Marines have taken the initiative to set up a few
similar programs in Iraq, such as one within 3rd Battalion, 1st Marine
Regiment, and with the Iraqi Shahwanis unit. But the model should be
applied on a widespread basis in Iraq’s hot zones if the emergency
situation is to be turned around.
Before the Vietnam War, Army leaders skillfully
resisted President John F. Kennedy’s directive to improve
counterinsurgency capabilities, preferring to focus on the traditional
concept of applying overwhelming firepower against an enemy that would
stand up and fight, as worked in World War II and Korea.
In contrast, the Marines had plentiful experience
fighting insurgencies and conducting interventions, particularly in Latin
America between the world wars. Hence the CAP program, begun in 1966,
found a receptive leadership and institutional climate in the Marine
Corps.
The CAP program put squads of a little more than a
dozen Marines in villages, to support, train and fight with existing
Vietnamese units defending their own homes. The heavy artillery and air
support used by most U.S. forces would be less readily available for the
CAPs – a risk for the Marines, but a substantial bonus in avoiding the
destruction that lost local hearts and minds.
The early CAP program gained extraordinary results.
Vietnamese units that had refused to patrol or conduct operations began to
do so in conjunction with the U.S. units. Desertions dropped. The
turnaround time of local units could be measured in weeks and months, not
years.
Beyond the training they received, probably most
important to the new military effectiveness of the local units was the
morale benefit of working alongside Marines stationed with them for the
long haul. The local forces knew the Marines were committed to them, and
trust developed from the personal contact of living and dying together.
What’s more, living near the people in the villages
engendered the trust of the locals.

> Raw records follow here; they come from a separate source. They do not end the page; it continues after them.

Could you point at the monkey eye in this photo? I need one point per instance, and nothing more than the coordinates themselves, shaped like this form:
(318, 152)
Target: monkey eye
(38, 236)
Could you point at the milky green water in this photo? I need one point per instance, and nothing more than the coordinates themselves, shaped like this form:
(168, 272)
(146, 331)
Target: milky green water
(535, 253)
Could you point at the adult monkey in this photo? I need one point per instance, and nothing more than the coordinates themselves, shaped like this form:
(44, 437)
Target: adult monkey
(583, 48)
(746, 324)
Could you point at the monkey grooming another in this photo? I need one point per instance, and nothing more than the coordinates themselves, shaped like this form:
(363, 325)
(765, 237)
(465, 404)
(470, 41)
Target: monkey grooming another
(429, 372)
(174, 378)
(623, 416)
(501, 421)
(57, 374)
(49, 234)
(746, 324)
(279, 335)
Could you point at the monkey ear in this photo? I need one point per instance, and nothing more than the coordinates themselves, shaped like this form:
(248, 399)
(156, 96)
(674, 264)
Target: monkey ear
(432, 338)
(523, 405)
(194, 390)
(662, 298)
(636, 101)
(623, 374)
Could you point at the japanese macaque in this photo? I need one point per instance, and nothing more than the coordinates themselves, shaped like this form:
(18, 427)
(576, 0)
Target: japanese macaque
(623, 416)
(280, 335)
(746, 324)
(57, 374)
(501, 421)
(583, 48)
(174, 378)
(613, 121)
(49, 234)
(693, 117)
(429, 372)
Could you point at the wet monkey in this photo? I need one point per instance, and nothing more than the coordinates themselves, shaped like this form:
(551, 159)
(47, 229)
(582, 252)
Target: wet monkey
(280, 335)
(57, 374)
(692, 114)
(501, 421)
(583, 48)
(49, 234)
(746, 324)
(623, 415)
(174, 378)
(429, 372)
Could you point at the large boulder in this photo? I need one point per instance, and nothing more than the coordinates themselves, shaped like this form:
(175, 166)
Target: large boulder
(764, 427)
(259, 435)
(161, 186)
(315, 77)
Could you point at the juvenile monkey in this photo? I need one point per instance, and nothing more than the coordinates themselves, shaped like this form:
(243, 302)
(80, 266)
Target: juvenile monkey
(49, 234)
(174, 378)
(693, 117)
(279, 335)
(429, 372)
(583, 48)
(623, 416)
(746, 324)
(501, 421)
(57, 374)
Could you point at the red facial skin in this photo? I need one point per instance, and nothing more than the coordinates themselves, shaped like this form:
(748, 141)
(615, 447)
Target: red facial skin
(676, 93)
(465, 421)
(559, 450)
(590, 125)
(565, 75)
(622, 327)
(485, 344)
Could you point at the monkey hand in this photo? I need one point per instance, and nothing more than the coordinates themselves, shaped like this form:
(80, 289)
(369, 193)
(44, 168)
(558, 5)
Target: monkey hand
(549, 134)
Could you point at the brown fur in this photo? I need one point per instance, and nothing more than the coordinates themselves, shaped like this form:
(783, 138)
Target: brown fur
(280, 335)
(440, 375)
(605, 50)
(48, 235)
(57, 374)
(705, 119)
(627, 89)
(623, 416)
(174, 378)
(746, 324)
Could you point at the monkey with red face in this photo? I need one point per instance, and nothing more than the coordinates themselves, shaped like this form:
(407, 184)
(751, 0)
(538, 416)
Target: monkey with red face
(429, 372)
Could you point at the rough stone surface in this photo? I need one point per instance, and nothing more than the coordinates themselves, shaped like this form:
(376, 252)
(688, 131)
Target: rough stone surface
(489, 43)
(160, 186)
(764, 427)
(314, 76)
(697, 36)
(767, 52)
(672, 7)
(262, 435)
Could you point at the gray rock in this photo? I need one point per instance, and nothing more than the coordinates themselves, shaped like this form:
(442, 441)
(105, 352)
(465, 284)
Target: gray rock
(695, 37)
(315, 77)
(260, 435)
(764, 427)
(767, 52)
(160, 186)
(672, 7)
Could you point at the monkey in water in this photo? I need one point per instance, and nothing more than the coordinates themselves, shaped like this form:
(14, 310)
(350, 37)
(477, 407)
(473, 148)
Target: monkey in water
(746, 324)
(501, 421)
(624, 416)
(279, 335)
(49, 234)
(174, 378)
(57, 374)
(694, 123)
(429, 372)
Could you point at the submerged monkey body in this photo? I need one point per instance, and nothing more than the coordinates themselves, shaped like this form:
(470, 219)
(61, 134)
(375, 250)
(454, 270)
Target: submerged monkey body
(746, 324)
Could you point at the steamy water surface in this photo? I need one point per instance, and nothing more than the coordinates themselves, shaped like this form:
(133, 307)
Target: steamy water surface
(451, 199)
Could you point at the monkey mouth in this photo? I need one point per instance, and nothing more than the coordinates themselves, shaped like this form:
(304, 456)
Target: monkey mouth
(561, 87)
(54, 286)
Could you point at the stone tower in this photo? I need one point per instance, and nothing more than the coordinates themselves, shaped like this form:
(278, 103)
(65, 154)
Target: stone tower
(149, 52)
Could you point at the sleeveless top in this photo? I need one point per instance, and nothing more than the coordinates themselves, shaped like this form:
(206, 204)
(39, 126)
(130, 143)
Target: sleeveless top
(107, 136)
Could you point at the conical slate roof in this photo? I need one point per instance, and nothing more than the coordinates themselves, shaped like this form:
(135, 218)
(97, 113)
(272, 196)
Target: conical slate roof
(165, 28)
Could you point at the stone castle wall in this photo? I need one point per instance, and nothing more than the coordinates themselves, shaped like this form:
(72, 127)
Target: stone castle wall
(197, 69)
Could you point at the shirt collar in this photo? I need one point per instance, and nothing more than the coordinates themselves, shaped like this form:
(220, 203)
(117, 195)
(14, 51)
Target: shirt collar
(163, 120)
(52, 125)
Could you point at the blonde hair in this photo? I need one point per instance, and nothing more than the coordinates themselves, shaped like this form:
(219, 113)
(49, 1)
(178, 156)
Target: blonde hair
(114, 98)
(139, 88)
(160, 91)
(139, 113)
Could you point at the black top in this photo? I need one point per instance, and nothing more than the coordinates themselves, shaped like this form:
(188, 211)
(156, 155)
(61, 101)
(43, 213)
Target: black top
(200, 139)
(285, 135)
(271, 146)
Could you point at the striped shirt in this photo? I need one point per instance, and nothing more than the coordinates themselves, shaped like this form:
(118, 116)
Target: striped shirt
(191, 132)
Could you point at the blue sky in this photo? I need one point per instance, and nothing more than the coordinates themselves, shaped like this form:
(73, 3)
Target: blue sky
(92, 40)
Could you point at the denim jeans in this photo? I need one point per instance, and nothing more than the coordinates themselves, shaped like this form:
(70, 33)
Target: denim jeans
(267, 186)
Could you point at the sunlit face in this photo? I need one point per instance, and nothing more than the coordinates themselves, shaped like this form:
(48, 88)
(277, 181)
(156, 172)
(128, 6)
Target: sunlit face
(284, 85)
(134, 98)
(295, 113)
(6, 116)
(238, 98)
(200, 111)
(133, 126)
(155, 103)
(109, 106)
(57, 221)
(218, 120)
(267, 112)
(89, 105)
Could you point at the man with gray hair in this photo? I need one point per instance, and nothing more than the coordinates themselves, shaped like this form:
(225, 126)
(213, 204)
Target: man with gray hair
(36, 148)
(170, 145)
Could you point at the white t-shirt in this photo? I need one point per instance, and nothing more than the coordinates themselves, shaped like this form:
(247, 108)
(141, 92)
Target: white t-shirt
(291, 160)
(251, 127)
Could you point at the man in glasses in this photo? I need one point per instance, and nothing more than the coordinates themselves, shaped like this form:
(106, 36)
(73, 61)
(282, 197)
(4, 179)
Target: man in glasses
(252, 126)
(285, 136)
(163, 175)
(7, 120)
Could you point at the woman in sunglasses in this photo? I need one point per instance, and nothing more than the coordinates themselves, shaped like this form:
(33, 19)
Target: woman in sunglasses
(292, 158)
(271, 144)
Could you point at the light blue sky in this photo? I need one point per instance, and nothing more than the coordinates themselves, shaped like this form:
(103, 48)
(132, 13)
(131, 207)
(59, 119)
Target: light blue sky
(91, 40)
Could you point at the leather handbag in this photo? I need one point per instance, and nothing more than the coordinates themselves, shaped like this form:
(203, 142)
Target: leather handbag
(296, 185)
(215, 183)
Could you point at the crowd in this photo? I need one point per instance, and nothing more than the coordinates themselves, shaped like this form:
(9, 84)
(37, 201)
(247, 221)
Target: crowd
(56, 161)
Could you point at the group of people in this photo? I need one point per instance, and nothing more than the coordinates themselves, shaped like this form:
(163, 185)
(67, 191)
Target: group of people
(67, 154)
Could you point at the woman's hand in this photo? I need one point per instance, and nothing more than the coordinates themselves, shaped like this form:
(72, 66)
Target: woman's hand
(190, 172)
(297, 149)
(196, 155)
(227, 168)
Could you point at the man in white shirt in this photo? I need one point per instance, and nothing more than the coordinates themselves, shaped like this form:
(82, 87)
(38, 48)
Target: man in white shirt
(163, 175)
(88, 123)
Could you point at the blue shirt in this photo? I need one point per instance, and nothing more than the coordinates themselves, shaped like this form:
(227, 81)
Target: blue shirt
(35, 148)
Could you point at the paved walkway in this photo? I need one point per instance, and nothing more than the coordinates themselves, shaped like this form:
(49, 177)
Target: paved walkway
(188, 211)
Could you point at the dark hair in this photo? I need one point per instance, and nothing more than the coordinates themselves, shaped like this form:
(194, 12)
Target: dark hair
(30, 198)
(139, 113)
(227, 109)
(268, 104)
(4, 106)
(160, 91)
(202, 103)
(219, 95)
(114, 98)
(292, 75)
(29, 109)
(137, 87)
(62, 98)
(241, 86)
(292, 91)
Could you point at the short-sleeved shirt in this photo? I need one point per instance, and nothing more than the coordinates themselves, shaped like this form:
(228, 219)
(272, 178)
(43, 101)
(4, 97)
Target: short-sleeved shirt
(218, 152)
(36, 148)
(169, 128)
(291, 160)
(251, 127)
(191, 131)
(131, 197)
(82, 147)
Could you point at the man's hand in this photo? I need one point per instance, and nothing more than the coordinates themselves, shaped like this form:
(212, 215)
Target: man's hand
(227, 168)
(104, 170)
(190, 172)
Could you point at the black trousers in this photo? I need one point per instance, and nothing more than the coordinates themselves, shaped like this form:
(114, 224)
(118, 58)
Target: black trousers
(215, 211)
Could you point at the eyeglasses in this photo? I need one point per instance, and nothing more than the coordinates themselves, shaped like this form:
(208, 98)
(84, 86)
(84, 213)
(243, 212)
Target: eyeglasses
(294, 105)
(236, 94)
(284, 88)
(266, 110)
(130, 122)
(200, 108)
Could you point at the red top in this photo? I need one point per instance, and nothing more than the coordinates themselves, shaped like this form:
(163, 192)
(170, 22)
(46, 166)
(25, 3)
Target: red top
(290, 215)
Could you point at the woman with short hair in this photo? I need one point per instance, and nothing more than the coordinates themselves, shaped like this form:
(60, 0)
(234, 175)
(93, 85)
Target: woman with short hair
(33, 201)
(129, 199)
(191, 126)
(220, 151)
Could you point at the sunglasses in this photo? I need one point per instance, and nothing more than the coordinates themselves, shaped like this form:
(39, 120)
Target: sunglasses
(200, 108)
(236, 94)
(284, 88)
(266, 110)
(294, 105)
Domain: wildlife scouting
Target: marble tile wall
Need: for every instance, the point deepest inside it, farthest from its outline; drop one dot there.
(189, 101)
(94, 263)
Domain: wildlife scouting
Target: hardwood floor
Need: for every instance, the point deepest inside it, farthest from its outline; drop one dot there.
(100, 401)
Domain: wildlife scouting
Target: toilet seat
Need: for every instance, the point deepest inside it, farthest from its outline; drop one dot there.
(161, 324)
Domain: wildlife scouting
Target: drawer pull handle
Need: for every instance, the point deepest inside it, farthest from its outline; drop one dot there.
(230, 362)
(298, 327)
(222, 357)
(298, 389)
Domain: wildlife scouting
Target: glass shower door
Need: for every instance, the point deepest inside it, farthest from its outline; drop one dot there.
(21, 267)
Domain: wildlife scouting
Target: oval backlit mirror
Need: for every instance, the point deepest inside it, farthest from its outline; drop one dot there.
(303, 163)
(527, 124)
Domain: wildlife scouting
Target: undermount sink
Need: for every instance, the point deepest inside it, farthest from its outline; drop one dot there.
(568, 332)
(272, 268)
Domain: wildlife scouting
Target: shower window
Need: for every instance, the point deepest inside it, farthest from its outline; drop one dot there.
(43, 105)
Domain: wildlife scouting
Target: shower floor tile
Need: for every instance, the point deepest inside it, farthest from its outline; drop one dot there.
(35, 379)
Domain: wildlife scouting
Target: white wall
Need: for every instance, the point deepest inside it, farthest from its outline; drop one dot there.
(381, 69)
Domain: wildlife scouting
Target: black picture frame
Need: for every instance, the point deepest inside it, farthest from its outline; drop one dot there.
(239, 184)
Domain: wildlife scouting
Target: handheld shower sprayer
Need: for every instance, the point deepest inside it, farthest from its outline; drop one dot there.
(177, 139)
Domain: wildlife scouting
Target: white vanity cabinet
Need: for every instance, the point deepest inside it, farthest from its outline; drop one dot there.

That trust yielded the most important
ingredient of fighting a guerrilla war – intelligence. Soon enough, the
much-vaunted Viet Cong simply abandoned the struggle in some of the CAP
areas.
The program had its difficulties and setbacks, of
course, including challenges finding suitable personnel, shortage of
language training, lack of integration with U.S. aid and economic
development teams, too-scattered implementation and little focus on
underlying political issues. But its successes were remarkable given how
the top military commander in Vietnam, Gen. William Westmoreland, and
other institutional players opposed and undercut the program, since it was
in direct competition with their conventional war strategy.
Could a program that learned from the successes and
failures of the CAP program be applied in Iraq? U.S. casualties could
rise, but it is interesting that the volunteers in the Vietnam CAPs felt
the program was doing so much good they often extended their tours,
despite the dangers.
The main difference from Vietnam – the more – urban
setting of Iraq – does not affect the underlying concepts of the program.
The virtuous cycle for local security forces of increased morale, better
training, successful engagements, more intelligence and gaining trust from
the local population should all combine to get tactical trends moving in
the right direction again.
It is not enough to have a crash-training program for
local forces, and to deploy U.S. troops as backups, which the U.S. forces
are already doing. Without morale improvements, the recruits will run away
just as fast – or take their newly developed military skills to the other
side.
It is not enough to conduct joint U.S.-Iraqi patrols.
What is needed is true combined units that work together over time.
Such a shift in the U.S. military focus can only
provide tactical success, however. No matter how proficient local security
forces are in an insurgency, political improvements must be made as well.
If citizens don’t get the leaders, jobs, independence and pride they want,
the war will drag on regardless of an "improvement" in the security
situation.
Developing effective Iraqi security forces is merely the prerequisite,
not the answer, to how to win the hearts and minds of the Iraqi people.